Und so – um zurück zur ersten Frage zu kommen – haben wir den Vertriebsmann von Hugo Boss eingestellt und auch er war erstaunt über unsere Mechaniken. Der hat sich paar KPIs angeschaut und war begeistert: Unser Umsatz pro Quadratmeter, wie wir Kunden aus dem Internet in den Laden bekommen…

Alex: Ich kann mir vorstellen, dass das besonders hier in Berlin gut funktioniert. Aber stimmt das, was wir immer wieder über die hohen Management-Anforderungen bei stationären Flächen hören? Da muss man ja mit der Stadt reden, sich über Themen wie Parkplatz usw. Gedanken machen. Aber für euch kommen wahrscheinlich eh nur 1-A Lagen in Frage, oder?

Tim: Wir haben zuletzt in Mannheim aufgemacht. Gestartet haben wir in München, dann sind wir nach Hamburg und Düsseldorf gegangen. Danach Frankfurt, Stuttgart (wo der Dinkelacker-Laden ist). Köln, Berlin natürlich – zweimal. Dann kommen im Ausland Wien, Warschau und Zürich.

Alex: Kiel muss wahrscheinlich warten, oder?

Tim: Erstmal wollen wir nach Leipzig. Aber wir kommen!

48:00

Alex: Aber wachsen denn auch die Umsätze in den stationären Läden langfristig? Für vertikale Hersteller sind die Aussichten zwar nicht schlecht, aber war es auch an und für sich eine gute Entscheidung?

Tim: Auf jeden Fall. Allein deswegen, weil wir sonst nicht die Chance gehabt hätten, mit Dinkelacker was zu machen. Aber es sind komplett andere Herausforderungen. Man gründet quasi eine neue Firma mit ganz anderem Personal. Vorher waren wir alles Marketing-Spezialisten, IT-ler und Content-Leute.

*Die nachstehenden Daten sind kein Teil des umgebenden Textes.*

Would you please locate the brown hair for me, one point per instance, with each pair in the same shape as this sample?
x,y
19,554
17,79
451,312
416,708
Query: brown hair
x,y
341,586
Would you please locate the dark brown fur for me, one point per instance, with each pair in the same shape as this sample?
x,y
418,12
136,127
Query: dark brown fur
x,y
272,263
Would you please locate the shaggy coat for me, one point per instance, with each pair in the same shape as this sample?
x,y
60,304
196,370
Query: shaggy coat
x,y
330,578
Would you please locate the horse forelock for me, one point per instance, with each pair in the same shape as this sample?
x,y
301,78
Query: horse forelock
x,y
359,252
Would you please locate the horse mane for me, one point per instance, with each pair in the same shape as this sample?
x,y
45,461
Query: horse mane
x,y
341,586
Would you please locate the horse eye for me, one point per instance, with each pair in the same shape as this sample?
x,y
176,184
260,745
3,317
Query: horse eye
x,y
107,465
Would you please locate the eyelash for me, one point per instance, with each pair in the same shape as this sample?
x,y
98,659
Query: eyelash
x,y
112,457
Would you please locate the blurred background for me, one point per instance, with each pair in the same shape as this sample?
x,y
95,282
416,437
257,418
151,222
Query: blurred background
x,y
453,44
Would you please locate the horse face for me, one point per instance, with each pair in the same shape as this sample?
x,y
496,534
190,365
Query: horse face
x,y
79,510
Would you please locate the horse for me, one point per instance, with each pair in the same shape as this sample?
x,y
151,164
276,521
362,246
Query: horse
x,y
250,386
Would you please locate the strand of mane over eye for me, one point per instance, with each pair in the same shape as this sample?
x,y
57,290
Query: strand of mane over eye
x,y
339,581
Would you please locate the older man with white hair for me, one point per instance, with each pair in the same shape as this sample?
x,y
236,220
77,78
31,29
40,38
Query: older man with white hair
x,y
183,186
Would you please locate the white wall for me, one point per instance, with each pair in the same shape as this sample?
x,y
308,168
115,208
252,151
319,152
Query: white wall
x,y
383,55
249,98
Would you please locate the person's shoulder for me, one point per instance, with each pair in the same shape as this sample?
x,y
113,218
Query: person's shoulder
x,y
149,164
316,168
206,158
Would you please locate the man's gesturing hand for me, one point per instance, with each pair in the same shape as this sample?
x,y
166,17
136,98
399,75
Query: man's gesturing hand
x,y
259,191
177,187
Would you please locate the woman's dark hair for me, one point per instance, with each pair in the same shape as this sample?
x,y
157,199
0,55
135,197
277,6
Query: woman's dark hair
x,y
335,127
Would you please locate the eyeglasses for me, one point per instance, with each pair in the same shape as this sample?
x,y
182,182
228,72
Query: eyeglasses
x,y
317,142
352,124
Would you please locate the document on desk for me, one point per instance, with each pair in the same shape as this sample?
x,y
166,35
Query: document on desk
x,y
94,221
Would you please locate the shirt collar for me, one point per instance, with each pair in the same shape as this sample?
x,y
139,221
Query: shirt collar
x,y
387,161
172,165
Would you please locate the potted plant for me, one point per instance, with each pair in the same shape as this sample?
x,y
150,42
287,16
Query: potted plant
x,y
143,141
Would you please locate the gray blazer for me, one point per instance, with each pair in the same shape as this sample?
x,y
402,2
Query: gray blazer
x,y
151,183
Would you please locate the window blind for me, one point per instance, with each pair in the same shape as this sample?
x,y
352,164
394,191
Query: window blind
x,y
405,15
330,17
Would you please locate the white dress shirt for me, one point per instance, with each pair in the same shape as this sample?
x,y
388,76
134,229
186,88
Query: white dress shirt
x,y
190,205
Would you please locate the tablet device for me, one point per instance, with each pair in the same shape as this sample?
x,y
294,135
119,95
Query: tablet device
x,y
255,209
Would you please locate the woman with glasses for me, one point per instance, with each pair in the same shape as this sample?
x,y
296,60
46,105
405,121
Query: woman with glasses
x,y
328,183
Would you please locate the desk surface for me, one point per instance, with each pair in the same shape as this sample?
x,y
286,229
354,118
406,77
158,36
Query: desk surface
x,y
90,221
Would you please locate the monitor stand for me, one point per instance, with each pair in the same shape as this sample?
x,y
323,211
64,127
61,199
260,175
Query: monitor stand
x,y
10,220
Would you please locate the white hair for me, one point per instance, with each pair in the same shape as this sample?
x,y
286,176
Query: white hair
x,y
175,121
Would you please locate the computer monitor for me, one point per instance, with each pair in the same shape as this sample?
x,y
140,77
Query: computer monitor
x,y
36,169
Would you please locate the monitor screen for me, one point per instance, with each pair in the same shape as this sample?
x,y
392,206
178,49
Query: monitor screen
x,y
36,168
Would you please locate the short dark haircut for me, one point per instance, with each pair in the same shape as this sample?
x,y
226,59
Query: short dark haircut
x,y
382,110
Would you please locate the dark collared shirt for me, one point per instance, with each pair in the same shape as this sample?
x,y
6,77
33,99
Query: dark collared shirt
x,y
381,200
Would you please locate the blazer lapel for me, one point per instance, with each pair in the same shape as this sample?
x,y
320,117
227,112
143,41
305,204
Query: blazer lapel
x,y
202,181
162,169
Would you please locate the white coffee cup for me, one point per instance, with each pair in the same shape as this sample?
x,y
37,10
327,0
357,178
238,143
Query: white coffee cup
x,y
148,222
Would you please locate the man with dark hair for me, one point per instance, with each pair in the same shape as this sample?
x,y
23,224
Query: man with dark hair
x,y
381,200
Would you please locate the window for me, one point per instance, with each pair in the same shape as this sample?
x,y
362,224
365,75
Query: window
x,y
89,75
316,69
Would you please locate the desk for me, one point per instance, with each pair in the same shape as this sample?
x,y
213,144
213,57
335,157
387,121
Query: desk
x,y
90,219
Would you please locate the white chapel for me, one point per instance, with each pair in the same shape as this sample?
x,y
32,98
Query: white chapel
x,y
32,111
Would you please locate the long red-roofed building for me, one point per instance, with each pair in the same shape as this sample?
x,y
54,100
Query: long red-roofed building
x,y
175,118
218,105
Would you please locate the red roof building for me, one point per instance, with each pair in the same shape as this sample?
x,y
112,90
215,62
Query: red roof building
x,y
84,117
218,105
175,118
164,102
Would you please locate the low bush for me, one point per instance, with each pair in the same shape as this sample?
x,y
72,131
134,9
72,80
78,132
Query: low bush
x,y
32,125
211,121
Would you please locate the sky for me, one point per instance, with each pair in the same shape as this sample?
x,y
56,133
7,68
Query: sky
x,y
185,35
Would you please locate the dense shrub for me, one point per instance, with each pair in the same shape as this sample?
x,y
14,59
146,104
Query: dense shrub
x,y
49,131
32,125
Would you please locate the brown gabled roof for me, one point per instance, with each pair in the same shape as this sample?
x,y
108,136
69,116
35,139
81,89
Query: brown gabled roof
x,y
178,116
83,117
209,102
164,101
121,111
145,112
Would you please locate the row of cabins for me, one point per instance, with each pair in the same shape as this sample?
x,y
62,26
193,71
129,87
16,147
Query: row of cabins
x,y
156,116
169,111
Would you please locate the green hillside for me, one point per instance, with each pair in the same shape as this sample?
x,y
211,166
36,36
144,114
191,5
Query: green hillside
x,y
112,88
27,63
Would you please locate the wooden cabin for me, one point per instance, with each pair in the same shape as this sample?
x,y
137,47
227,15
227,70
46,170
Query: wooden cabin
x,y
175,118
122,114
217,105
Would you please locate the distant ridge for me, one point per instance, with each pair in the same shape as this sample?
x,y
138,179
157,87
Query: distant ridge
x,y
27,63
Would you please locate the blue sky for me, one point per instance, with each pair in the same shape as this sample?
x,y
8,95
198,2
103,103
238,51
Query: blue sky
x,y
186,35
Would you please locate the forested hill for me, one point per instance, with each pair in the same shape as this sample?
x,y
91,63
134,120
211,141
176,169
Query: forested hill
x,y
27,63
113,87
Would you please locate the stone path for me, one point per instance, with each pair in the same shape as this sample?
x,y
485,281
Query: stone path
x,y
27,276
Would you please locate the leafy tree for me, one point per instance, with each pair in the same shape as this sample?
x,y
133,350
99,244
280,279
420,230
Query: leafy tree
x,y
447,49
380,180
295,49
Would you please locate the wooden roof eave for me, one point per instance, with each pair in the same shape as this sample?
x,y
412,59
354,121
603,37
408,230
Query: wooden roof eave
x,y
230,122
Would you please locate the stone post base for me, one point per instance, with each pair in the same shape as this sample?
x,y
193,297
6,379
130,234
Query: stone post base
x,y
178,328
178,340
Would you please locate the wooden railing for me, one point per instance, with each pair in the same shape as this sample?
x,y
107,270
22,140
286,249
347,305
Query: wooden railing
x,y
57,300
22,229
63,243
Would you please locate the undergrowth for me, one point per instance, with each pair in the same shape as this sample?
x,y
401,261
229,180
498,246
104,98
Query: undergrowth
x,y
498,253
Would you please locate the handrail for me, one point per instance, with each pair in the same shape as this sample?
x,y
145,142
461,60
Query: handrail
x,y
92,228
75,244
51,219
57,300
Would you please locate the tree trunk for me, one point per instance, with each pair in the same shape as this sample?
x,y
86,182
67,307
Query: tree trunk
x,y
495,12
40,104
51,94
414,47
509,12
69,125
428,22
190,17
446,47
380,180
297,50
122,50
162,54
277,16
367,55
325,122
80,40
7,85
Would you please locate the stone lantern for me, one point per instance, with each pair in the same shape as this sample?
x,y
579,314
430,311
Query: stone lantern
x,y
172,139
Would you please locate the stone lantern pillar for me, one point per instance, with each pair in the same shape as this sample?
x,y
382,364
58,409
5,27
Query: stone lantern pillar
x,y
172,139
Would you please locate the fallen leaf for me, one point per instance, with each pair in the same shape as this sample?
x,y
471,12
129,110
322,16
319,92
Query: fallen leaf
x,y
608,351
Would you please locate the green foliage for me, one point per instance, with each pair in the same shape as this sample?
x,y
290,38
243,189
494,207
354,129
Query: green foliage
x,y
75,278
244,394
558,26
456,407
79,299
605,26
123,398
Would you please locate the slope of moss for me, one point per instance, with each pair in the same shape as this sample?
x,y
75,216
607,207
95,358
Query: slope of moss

Jetzt haben wir eigene Handwerker und eine eigene Werkstatt, wo wir die Regale selber bauen und die ganzen Möbel vorfertigen. Dann gibt es Verkaufspersonal mit anderen Hintergründen. Das ist alles schon nicht ohne. Früher wurde alles aus einem Gebäude gemacht. Mit 10 anderen Standorten ergibt sich nicht nur eine logistische, sondern auch eine kulturelle Herausforderung.

49:50

Alex: Eine Frage, die aus der WhatsApp-Gruppe kam: Ihr habt 360°-Bilder von euren Produkten. Oft hört man, dass die Conversions den Aufwand nicht rechtfertigen. Stimmt das eurer Erfahrung nach? Lohnt es sich wirklich, jeden Schuh so abzubilden? Oder habt ihr nicht so einen großen Kollektionswechsel.

Tim: Also: Der schwarze Derby war schon vor 50 Jahren der schwarze Derby und der wird es auch in 50 Jahren vermutlich noch sein.

(Danach erzählt Tim von den rotierenden Bildern der stationären Flächen auf der Website, die die Kunden dazu animieren sollen, in die Läden zu gehen. Und so teuer sei das Ganze wiederum auch nicht. Zum Schluss stellt Alex Fragen zu den Zielen von Shoepassion: Andere Schuhmarken kaufen? Könnte ein Abomodell funktionieren? Alex fasst die Möglichkeiten unter dem Schlagwort „Digitaler Schuster“ zusammen. Zum Schluss geht es um Projekte für 2017: Nämlich der Sprung nach Asien sowie die Einrichtung einer gläsernen Manufaktur mit musealem Charakter.)